Trace on [1, 2, 3, 4, 5]

add(1):  lo=[1],     hi=[]      → median = 1
add(2):  lo=[1],     hi=[2]     → median = (1+2)/2 = 1.5
add(3):  lo=[2,1],   hi=[3]     → median = 2
add(4):  lo=[2,1],   hi=[3,4]   → median = (2+3)/2 = 2.5
add(5):  lo=[3,1,2], hi=[4,5]   → median = 3

(Heap arrays aren’t sorted; only the tops are positioned. The displayed order is one valid array representation.)

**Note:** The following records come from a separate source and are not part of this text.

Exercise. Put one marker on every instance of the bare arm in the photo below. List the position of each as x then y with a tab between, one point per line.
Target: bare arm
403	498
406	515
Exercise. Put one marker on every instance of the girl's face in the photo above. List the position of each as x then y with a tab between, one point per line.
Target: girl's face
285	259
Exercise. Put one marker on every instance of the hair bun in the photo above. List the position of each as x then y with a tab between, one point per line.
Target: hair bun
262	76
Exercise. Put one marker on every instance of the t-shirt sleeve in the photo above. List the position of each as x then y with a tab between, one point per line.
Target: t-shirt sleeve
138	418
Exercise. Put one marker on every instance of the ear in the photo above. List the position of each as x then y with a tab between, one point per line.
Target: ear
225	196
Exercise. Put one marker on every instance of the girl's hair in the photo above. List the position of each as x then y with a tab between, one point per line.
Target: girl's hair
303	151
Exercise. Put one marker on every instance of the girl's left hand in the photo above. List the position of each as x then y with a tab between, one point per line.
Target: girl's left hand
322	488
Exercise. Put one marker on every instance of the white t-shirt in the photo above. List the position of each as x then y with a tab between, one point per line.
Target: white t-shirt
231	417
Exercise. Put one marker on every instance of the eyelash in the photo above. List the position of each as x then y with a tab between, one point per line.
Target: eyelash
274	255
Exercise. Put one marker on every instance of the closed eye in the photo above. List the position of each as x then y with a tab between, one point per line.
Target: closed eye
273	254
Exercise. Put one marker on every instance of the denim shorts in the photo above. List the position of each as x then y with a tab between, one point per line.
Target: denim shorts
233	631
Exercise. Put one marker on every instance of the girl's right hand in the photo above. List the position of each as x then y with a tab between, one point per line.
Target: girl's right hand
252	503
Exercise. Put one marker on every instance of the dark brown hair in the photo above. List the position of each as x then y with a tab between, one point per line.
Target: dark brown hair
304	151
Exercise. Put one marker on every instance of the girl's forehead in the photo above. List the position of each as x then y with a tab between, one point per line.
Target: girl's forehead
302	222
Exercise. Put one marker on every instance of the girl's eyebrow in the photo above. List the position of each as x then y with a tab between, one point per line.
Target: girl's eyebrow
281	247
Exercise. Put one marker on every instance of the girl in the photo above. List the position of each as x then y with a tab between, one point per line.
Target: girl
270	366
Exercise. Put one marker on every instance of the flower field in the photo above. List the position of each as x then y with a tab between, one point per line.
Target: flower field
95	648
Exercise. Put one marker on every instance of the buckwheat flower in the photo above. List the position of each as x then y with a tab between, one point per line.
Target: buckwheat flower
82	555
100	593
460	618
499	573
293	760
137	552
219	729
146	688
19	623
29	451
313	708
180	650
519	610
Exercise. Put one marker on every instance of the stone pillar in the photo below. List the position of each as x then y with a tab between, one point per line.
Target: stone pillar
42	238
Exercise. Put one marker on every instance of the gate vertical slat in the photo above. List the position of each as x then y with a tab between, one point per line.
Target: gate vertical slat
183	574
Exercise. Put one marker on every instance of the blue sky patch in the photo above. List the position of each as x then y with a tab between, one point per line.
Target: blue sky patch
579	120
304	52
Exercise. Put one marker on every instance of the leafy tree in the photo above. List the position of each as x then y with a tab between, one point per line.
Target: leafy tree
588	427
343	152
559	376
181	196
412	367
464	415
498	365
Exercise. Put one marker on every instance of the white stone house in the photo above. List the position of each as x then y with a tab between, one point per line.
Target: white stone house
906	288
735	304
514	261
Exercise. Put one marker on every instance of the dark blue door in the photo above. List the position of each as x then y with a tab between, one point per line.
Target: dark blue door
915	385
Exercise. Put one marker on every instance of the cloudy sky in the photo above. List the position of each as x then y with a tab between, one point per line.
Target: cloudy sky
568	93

Follow-up: bounded value range (0..100)

If we know values are bounded by a small integer range, we can use a bucket count array of size 101. Maintain the running total count, then on findMedian() walk the cumulative count to find the median position.

• addNum: O(1)
• findMedian: O(range) = O(101) = O(1) in practice

For values bounded by 100, this beats two heaps. For unbounded values, two heaps remain the best general-purpose solution.

Follow-up: 99% of numbers in 0..100

A hybrid: bucket count for the 99% within range, plus a balanced data structure (e.g., another heap or sorted list) for the 1% outliers. On findMedian, account for both. This is the kind of trick interviewers reward when they push you with the “what if” follow-ups.

Analysis

• Time: O(log n) per addNum, O(1) per findMedian.
• Space: O(n) — both heaps together hold all numbers ever added.

Find Median is the flagship problem for the two-heap pattern. Once you know the dance, it generalizes to sliding-window median (with lazy deletion), order-statistic queries, and any “track the middle of a moving range” problem.